ISSN Imprimir: 1050-6934
ISSN On-line: 1940-4379

Journal of Long-Term Effects of Medical Implants

DOI: 10.1615/JLongTermEffMedImplants.v16.i6.20
pages 423-433

Effects of Prosthetic Materials on the Host Immune Response: Evaluation of Polymethyl-methacrylate (PMMA), Polyethylene (PE), and Polystyrene (PS) Particles

Chris Frick
Marquette University, Department of Biomedical Engineering, Milwaukee, WI
Andrew C. Dietz
Marquette University, Department of Biomedical Engineering, Milwaukee, WI
Katharine Merritt
Food and Drug Administration, Center for Devices and Radiological Health, Office of Science and Engineering Laboratories, Division of Biology, Rockville, MD
Thomas H. Umbreit
Food and Drug Administration, Center for Devices and Radiological Health, Office of Science and Engineering Laboratories, Division of Biology, Rockville, MD
Vesna J. Tomazic-Jezic
Food and Drug Administration, Center for Devices and Radiological Health, Office of Science and Engineering Laboratories, Division of Biology, Rockville, MD, USA

RESUMO

The main causes for the long-term prosthetic implants' failure are the body's reaction to the implanted material or mechanical stress on the device resulting in the formation of wear particles.

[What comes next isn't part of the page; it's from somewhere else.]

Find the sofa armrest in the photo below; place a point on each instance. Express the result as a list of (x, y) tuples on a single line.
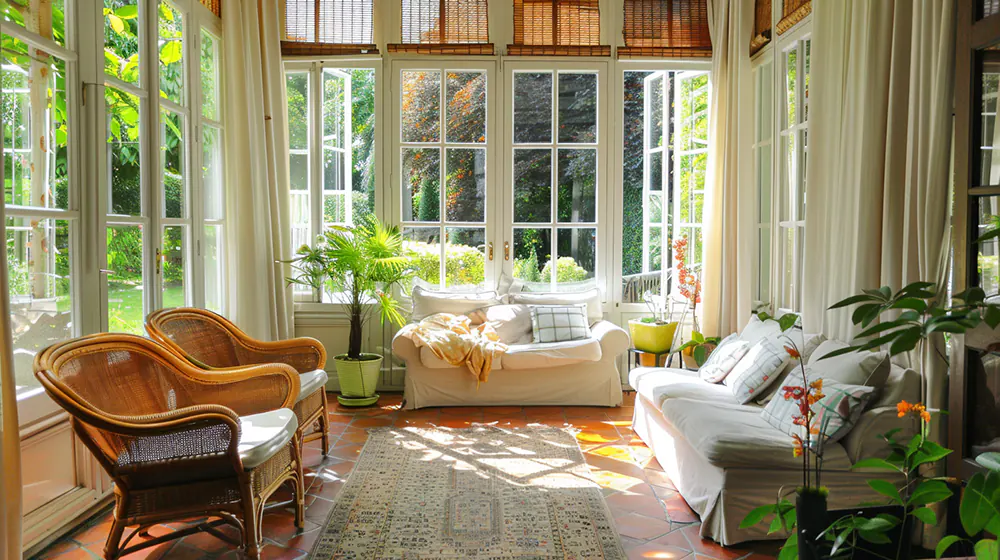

Particulate wear debris attracts macrophages, and depending on the chemical composition of the material and particle size, various levels of inflammatory response may occur. While transient inflammation is common, development of chronic inflammation may have serious consequences, leading to implant failure. Such a process may also cause systemic changes to immune functions and long-term effects on the host immune responses. In this study, we evaluated the effects of polystyrene (PS), polyethylene (PE), and polymethylmethacrylate (PMMA) particles on macrophage function and the generation of T-cell responses. Particles of various diameters were injected intraperitoneally into Balb/c mice, and immune functions were examined at 3, 10, and 21 days after the injection. The intensity of phagocytosis by peritoneal exudate cells (PECs) and the proliferative response of spleen cells from treated mice were evaluated. Enumeration of PECs revealed an increase in the total number of cells. Mice injected with PS or PE particles had a higher percentage of cells containing particles than PMMA-injected mice. Macrophages with PS or PE particles tended to adhere to and/or infiltrate peritoneal fibro-fatty tissues surrounding the spleen and pancreas, while the PMMA-carrying macrophages infiltrated the spleen, resulting in an increase of spleen size and "weight. The spleen cell proliferation assay revealed only mild and transient effects on the mitogen response in both PE and PS particle-injected mice. However, in the PMMA-injected mice we observed a lasting increase of the Con A response and a decrease of the LPS response. In vitro exposure of PECs from untreated mice showed a dose-response pattern in nitric oxide (NO) and TNFα production. While exposure to either PMMA or PE induced comparable levels of NO, exposure to PMMA induced a markedly higher production ofTNFα than exposure to PE.The results indicate that particulate biomaterials may, in addition to the initial activation of phagocytes, significantly affect immune functions and compromise the host response to other antigenic stimuli.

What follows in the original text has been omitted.